The convict stain

4

A number of readers have left comments and sent me emails expressing bemusement at the hysterical authoritarian overreaction to the Chinese sniffles in Victoria specifically, but Australia in general. While the state of Victoria is undoubtedly the epicenter of jack-booted lunacy, the rest of the country is not doing too well either in the face of the great plague that never was. From nobody being allowed in or out of Western Australia for months to patients attempting to use hospitals being turned away as they are from the “wrong” state, the list of mindless overuse of powers is a woeful indictment of Australia as a society.

These two threads at Catallaxy Files give a suitable taste for what is going on at the moment. There are many more example posted in the comments. Pay particular note of the number of videos showing Melbourne police enthusiastically adopting behavior which could be labeled as ‘literally Hitler’ without too much of an over exaggeration.

The world is laughing at us.

This used to be a joke …

So what is going on? Is this some strange new turn of affairs or has Australia always been this way?

Australia has held a somewhat mythical status in the world for the last few decades at least. Australians are seen as easy going, funny and extroverted, the sort not to take anything really seriously and just get on with the important business of enjoying life. In the years that I spent working around the world as a rafting guide, being Australian was a huge bonus play. The general reaction from people when you said you were Australian was one of great enthusiasm. Everything that Australians did was great; our accents were great, our lifestyles were great, our country was great. Why, we have kangaroos and koalas and miles and miles of beautiful beaches. Everyone wanted to live in Australia. It was indeed the place to be.

But to be honest, even though I benefited from this in many ways, I was always slightly bemused at the constant praise and attention for having been born an Australian. Because the reality back home for me was somewhat different. I knew Australian society as one that was consumed with being orderly; with obeying the rules, no matter how ridiculous and self defeating they may be. But I also knew it as a place of violence, where the wrong look in a pub could instantly lead to a gratuitous bashing. Among all of the wide range of countries in which I have lived and worked, none harbors the capacity for sudden violence in a mundane setting quite so much as Australia.
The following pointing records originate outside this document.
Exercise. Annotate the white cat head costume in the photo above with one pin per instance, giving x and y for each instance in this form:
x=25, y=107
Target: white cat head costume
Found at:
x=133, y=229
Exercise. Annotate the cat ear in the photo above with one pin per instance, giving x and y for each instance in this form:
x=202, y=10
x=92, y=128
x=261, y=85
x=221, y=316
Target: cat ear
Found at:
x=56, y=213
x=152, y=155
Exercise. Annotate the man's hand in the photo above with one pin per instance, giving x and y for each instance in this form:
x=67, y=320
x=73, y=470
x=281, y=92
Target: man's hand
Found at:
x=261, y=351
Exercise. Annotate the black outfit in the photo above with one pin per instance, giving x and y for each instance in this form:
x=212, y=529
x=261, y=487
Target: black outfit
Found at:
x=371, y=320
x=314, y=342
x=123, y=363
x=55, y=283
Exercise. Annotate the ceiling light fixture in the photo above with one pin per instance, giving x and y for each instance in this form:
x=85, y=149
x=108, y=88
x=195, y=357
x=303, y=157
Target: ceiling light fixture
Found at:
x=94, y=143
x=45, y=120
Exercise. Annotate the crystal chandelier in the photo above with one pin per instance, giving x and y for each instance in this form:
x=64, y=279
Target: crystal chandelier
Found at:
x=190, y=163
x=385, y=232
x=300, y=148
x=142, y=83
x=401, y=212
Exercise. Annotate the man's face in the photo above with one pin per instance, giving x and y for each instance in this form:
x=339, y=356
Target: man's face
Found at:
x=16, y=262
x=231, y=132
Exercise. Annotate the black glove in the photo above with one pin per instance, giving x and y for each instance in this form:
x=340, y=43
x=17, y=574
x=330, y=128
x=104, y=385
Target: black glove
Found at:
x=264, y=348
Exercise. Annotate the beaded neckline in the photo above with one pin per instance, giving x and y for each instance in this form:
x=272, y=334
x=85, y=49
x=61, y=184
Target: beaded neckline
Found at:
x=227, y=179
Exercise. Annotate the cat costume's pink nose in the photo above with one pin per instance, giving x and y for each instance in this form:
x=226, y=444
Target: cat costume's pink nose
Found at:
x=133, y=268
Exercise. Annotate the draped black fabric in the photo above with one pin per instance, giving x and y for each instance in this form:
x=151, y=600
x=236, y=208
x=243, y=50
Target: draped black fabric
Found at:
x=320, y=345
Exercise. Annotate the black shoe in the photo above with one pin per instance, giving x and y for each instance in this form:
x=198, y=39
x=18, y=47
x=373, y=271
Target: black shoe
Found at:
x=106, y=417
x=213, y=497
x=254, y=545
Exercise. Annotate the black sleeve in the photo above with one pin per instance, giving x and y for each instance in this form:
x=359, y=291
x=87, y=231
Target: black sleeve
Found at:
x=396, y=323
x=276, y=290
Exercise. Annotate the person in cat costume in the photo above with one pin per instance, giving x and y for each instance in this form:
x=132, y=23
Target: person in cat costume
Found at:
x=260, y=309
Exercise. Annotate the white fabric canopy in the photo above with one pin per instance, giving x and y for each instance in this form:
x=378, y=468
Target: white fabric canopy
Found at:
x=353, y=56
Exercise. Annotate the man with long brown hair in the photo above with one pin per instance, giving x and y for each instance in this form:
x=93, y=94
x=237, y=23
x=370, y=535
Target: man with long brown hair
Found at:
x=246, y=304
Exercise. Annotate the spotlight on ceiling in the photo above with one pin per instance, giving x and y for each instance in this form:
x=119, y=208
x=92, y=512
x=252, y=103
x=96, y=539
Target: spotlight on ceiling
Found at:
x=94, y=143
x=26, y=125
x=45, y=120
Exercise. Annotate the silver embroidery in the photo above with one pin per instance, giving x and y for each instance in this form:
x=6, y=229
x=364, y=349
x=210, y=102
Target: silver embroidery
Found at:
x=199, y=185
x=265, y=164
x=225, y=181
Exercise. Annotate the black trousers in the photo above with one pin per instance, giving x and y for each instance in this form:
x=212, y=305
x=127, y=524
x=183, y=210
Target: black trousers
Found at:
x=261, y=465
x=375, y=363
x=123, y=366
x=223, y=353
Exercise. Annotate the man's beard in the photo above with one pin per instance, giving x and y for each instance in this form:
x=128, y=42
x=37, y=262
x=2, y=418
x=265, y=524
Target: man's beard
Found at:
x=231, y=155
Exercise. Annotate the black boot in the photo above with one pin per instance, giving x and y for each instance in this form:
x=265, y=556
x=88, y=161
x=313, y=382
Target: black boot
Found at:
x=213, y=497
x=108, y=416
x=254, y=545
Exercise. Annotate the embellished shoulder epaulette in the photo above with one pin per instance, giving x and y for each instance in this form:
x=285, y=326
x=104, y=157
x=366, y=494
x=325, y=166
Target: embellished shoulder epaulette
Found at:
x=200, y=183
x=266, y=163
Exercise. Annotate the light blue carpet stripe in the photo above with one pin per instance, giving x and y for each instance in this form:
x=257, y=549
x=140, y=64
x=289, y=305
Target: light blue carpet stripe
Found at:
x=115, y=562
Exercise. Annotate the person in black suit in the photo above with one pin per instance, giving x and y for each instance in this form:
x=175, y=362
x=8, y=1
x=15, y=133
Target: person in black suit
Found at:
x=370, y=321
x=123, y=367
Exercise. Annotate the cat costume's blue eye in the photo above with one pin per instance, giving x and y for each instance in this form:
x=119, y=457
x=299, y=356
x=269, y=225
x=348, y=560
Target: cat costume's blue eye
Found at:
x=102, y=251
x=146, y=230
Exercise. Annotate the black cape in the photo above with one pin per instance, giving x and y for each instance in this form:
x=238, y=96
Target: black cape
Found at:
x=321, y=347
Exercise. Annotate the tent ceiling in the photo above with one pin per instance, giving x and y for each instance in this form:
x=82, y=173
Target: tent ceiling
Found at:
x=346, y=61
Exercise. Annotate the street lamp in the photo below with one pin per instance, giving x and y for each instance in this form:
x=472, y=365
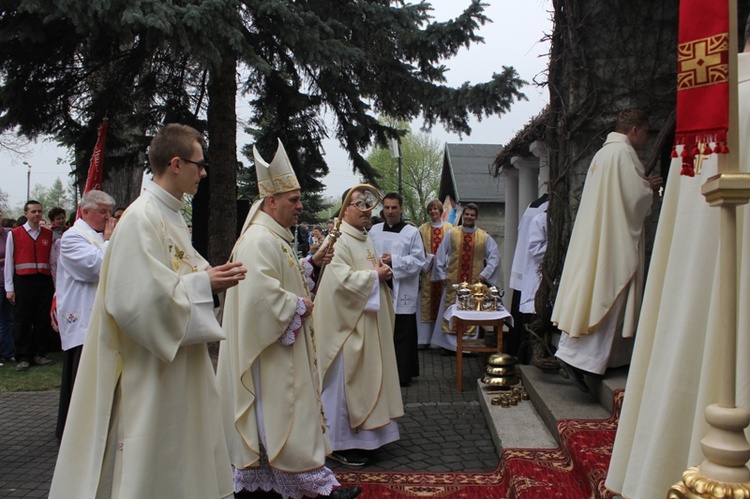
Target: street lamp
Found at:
x=395, y=148
x=28, y=181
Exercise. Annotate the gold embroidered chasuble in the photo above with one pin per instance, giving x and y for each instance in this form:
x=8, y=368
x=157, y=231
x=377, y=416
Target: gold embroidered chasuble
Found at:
x=432, y=291
x=365, y=339
x=256, y=372
x=465, y=263
x=606, y=251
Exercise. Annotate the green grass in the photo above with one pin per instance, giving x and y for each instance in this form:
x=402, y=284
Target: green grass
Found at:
x=35, y=379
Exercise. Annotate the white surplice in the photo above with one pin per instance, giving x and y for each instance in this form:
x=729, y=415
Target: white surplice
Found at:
x=143, y=419
x=675, y=372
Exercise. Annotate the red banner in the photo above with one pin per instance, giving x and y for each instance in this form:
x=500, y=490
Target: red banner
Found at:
x=702, y=80
x=96, y=166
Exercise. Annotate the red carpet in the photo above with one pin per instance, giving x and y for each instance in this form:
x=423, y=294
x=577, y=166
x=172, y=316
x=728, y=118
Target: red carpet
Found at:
x=576, y=470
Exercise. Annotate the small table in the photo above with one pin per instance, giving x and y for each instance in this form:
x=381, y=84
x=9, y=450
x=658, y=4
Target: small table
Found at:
x=463, y=319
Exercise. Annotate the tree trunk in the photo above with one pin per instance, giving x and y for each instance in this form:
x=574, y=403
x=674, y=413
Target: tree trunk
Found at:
x=222, y=134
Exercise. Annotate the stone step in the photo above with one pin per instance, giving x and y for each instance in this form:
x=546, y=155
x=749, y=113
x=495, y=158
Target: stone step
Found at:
x=534, y=425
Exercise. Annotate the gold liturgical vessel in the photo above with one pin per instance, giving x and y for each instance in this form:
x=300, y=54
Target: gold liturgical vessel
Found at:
x=501, y=371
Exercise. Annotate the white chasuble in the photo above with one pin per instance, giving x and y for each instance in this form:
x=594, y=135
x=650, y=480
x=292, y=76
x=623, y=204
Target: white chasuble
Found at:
x=364, y=338
x=270, y=391
x=676, y=367
x=143, y=418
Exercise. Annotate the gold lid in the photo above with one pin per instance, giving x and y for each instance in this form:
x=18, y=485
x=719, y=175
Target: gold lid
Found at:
x=502, y=359
x=500, y=370
x=500, y=381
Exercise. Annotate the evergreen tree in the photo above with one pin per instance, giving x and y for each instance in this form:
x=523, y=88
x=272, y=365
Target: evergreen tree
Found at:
x=66, y=64
x=421, y=164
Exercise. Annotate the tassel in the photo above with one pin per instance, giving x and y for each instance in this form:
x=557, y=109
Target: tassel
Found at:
x=688, y=169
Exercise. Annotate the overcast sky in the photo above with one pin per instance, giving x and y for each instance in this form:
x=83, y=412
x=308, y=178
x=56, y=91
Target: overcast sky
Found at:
x=512, y=39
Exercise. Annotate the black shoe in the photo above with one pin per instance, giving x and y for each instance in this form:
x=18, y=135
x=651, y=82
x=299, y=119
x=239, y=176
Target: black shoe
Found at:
x=575, y=375
x=346, y=492
x=350, y=458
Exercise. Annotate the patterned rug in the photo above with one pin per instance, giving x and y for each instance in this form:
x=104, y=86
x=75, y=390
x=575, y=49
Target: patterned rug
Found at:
x=576, y=470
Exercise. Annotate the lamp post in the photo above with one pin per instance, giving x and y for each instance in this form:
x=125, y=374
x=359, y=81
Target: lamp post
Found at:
x=395, y=148
x=28, y=181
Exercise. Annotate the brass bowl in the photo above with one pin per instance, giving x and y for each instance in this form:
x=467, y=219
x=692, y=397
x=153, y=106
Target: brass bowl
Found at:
x=501, y=370
x=500, y=381
x=502, y=359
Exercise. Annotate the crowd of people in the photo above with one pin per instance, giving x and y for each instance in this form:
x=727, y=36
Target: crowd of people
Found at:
x=319, y=327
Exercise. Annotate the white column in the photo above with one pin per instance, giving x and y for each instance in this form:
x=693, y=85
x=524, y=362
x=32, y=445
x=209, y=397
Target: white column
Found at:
x=539, y=149
x=528, y=181
x=510, y=235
This is somewhat of a paradox but understandable when you consider the nation’s origins. For the first 100 years of its life, Australia was intended to be a place of punishment. The worst elements of Great Britain were sent there under pain of death, and their treatment was barbaric. The brutality was not restricted to remote outposts such as Port Arthur or Norfolk Island. The city of Sydney was by all accounts a rotten and squalid hellhole for convict and free settler alike.

The very best history book concerning this period is The Fatal Shore by Robert Hughes. I recommend this book to anyone who seeks to understand modern Australia. What is happening in Australia right now is merely a continuation of its curse of inception. The convict stain can never be washed away as it is in our very DNA. Australians will grumble no end at the absurdity at what they have to endure, but will nevertheless do their best to follow the rules. The jobsworths in the lower ranks of government lord it over their working class compatriots for the simple reason that they have no desire to return to the great unwashed. The upper classes know upon which side their bread is buttered and move accordingly. And the great unwashed are simply the great unwashed; those that must be tolerated while we still have industries that dig holes and build houses for foreigners.

A popular television program in many parts of the world is the Australian Border Patrol. It shows airport staff intercepting bemused foreigners who were under the false assumption that items such as your personal phone are private. It is no surprise that many overseas viewers assume that the program is a complete exaggeration, when in fact it is a precise rendering of what awaits the visitor when they land in the country.

Australia is an immature society, frightened by its own shadow and desperate to show the rest of the world that it should be playing with the big boys now. Those in charge are there not by merit but by having benefited from the vast mates network that does its own part in keeping alive the hidden class divisions that fracture Australian society across multiple fault lines. They have no real idea what they are doing and so they must do something, anything, so as to be seen to be leading the charge.

The ironic thing is that Australia is probably the least free country in the Western world. And this only becomes apparent when a native Australian spends a good amount of time away from the country, as I and many of my friends have done. We look at what is happening in Australia at this moment with bemusement but also with understanding. It’s not that this flu crisis has taken away Australians’ freedoms. They never had any to begin with.